In the past 40 years, Iran’s fraudulent agencies, particularly the Islamic Revolutionary Guards Corps (IRGC), have reaped huge profits through destruction of the environment and nature including by irregular construction of hundreds of dams and tunnels,

diversion of the natural paths of rivers, confiscation, and sale of lands on river banks, illegal blocking and construction in the natural paths of the flood, deforestation to sell woods and lands.

They have done so without observing the basic rules essential to any construction. Consequently, they have left the people of Iran defenseless in the face of natural incidents. If the natural environment of Iranian cities and villages had not been so vastly damaged, the heavy rainfalls could have been reigned in and the deprived people of Iran would not have suffered such extensive losses of lives and properties.

As a result of the state’s destructive policies, the heavy rainfalls in spring 2018 ravaged thousands of Iranian villages and towns and devastated people’s lives. Almost six months after the devastating floods and the national flood disaster, the government did not take any effective measures to help the afflicted people in the flood-hit areas who are well aware that the people of Bam and cities in Kermanshah province were also similarly not resettled years after the earthquakes.

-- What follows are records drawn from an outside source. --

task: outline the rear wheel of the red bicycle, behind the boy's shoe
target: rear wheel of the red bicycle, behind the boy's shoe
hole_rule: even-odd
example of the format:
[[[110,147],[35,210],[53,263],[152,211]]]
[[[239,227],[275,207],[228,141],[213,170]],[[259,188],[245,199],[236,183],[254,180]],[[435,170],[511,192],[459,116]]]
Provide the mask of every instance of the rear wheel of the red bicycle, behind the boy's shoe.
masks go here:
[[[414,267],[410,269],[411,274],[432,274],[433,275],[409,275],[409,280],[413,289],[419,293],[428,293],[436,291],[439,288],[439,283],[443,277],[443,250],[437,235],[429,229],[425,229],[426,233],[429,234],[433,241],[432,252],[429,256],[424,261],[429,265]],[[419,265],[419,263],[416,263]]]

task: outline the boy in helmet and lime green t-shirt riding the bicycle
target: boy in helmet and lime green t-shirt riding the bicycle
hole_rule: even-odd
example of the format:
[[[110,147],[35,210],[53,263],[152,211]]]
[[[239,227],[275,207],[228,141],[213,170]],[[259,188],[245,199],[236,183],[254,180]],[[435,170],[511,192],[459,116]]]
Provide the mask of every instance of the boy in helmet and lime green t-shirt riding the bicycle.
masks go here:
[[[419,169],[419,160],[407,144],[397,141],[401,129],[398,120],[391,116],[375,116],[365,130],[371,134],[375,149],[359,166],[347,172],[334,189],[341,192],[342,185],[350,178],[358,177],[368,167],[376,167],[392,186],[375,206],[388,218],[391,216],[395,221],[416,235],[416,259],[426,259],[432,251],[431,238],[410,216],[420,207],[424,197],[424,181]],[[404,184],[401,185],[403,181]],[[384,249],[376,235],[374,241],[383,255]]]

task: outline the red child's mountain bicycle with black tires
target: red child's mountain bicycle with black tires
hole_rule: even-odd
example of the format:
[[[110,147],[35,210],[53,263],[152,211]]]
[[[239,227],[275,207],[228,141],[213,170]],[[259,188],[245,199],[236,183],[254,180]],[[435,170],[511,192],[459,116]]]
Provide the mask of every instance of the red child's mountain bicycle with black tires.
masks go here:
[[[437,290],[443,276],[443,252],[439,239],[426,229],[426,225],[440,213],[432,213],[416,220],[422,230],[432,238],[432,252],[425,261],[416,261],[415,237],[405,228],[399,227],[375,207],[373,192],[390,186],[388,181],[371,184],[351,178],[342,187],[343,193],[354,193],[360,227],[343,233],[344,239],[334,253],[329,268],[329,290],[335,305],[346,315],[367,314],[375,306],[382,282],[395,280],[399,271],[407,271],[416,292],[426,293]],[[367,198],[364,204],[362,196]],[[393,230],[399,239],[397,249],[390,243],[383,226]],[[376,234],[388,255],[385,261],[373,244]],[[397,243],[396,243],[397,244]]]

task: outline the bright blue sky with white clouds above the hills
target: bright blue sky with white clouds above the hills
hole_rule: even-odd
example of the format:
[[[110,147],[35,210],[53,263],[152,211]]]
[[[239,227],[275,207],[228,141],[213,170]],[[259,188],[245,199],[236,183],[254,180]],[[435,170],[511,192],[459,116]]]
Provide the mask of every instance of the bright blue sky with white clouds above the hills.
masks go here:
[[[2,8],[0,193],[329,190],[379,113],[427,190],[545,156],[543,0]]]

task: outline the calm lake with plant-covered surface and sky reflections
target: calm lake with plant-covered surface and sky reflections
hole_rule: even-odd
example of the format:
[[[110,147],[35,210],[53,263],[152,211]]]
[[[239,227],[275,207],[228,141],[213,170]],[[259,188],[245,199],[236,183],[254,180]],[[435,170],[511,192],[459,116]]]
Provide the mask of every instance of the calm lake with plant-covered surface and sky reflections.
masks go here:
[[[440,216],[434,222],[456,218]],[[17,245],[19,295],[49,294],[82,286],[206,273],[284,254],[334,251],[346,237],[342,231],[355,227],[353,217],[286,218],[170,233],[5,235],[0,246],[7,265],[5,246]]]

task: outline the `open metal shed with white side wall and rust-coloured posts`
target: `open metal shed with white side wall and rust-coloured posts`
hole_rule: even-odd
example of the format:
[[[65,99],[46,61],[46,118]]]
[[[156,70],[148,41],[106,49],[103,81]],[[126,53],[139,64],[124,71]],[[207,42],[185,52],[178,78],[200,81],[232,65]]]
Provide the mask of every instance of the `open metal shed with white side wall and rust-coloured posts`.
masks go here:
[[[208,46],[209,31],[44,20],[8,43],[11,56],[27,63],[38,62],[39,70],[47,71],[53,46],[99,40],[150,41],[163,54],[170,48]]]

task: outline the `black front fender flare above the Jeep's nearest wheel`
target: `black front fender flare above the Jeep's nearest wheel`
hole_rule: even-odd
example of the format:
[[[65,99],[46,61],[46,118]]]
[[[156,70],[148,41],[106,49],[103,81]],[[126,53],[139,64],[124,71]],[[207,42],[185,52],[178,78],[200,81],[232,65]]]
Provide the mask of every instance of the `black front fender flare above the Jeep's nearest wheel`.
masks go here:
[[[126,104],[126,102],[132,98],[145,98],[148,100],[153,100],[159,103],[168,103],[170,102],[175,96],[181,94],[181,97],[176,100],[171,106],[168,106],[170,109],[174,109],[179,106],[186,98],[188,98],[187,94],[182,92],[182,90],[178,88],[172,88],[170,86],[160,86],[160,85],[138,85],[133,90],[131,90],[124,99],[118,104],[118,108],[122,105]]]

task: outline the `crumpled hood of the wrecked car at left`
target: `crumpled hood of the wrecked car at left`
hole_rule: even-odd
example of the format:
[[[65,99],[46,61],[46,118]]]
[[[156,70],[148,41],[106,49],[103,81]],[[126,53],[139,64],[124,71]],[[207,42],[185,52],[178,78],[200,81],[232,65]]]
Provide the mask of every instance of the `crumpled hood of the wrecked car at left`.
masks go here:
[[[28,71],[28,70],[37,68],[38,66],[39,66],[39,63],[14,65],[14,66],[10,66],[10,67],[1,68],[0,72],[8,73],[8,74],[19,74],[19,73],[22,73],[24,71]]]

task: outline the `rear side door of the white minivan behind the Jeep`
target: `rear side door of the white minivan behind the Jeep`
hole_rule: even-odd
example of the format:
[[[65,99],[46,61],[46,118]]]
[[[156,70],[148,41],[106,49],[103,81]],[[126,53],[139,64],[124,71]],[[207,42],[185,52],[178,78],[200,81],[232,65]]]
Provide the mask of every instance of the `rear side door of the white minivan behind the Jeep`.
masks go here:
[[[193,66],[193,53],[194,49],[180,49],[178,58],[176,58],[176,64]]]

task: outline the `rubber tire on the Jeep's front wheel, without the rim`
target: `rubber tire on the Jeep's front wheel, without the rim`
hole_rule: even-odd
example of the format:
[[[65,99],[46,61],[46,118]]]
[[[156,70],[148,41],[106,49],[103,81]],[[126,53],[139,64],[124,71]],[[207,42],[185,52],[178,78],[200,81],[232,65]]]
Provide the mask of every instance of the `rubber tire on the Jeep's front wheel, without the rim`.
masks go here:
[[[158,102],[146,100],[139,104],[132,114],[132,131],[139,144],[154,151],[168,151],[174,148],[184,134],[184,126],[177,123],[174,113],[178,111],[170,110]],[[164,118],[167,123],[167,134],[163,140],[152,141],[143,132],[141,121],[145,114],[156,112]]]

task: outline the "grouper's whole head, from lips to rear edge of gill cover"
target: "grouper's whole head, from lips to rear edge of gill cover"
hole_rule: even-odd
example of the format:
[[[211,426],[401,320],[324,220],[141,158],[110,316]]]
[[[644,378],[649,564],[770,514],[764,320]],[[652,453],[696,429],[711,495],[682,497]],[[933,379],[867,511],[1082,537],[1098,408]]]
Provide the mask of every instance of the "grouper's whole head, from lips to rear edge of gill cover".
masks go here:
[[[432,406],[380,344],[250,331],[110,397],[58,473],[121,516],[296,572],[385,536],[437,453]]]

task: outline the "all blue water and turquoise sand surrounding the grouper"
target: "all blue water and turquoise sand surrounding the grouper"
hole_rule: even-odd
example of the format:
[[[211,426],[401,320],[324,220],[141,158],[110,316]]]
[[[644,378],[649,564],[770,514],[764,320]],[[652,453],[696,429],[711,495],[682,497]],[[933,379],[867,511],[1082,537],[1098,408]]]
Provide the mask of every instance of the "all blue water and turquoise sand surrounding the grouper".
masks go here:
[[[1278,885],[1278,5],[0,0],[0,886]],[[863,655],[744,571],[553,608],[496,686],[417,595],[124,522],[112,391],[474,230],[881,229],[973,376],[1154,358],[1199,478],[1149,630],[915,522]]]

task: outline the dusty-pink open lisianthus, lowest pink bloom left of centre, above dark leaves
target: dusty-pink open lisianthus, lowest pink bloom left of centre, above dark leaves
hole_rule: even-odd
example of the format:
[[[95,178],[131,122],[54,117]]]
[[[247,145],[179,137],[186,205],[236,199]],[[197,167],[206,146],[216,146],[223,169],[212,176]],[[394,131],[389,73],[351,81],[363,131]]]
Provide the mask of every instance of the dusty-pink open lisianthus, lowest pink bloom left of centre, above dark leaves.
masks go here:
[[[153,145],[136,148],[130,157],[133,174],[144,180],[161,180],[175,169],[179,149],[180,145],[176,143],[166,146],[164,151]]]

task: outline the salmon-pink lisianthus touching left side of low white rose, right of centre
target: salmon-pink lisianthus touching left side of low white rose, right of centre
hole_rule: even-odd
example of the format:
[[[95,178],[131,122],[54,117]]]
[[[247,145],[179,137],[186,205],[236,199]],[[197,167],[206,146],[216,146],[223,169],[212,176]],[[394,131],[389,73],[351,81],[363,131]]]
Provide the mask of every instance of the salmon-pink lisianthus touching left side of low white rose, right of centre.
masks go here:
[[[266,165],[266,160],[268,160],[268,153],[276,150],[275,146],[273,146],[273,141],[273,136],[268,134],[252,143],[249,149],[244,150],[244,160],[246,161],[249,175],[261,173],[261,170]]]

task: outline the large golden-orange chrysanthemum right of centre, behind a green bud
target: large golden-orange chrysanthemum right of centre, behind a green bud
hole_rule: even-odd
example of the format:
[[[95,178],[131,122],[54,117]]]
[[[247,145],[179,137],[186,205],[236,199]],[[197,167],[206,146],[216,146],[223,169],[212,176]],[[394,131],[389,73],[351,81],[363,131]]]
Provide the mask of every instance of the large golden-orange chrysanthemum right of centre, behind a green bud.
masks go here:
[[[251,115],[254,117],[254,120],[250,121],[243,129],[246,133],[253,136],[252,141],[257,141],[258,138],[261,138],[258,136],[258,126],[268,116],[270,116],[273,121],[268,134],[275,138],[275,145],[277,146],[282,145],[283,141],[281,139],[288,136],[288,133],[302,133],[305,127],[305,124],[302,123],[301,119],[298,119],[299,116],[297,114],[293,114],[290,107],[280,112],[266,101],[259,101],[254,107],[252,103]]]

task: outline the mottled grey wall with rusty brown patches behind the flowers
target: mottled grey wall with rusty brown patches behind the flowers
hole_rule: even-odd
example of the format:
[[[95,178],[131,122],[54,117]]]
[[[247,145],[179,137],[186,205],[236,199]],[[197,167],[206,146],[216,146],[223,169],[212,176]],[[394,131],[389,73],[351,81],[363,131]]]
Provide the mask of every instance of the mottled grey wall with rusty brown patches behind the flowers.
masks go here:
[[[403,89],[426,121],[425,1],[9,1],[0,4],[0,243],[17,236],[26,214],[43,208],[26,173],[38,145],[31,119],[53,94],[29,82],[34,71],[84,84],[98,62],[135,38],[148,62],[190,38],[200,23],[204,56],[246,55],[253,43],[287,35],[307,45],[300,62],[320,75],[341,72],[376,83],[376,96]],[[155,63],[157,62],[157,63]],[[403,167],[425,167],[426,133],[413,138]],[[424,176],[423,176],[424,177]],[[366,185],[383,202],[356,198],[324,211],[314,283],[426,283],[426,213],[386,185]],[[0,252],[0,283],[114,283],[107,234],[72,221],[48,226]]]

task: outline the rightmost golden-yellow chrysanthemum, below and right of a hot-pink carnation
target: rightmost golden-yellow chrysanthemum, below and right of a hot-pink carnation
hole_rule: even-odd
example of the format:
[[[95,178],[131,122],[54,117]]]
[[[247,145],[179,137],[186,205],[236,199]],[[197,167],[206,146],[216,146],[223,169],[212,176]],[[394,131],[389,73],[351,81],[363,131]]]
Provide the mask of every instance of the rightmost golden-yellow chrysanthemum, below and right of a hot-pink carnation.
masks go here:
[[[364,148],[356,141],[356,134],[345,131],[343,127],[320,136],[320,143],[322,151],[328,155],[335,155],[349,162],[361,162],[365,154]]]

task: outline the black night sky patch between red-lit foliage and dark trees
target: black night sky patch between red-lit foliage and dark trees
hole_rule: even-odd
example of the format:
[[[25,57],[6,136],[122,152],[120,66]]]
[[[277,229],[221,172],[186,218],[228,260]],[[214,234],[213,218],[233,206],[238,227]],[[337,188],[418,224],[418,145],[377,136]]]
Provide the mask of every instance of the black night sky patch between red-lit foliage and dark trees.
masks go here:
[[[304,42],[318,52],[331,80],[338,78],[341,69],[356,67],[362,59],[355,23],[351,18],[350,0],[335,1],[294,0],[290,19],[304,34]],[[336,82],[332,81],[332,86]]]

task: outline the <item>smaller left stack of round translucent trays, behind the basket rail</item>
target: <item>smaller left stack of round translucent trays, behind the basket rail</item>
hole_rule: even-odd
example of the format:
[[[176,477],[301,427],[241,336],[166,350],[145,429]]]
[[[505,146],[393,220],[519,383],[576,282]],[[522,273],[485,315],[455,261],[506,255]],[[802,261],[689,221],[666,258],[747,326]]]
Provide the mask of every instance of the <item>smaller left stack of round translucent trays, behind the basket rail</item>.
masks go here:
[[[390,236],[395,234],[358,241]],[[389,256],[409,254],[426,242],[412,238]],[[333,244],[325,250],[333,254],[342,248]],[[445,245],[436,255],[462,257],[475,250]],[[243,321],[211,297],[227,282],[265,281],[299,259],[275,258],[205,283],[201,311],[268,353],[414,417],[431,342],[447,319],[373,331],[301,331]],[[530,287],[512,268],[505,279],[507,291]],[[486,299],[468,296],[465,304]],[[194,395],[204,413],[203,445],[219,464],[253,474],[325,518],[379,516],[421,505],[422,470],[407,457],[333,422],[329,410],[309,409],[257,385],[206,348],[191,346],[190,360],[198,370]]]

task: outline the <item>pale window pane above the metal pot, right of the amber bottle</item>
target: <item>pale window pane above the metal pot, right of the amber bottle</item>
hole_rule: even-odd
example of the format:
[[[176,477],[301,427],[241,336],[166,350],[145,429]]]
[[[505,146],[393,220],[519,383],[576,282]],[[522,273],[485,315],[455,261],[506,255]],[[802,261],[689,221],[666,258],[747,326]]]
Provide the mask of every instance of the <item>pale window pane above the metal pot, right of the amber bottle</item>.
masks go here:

In the Golestan province, many people are still building their own demolished houses and living in tents in the rural areas of Agh Qala city, where they are not provided with normal living opportunities.

 

Years of corruption and embezzlement have left Iranians with few resources to rebuild their property and their lives in the wake of this national catastrophe. They have hollowed out Iran’s institutions through greed and the pursuit of nuclear weapons and regional warmongering. The state is, therefore, woefully ill-equipped to manage the effects of natural disasters like this week’s flooding.

Like any other situation in Iran, the government turns a blind eye to the pain and suffering of the people of Iran and is solely focused on preserving its own state.

For this government, the priority is self-preservation and the quashing of any protest or opposition to its political and religious tyranny, analysts say.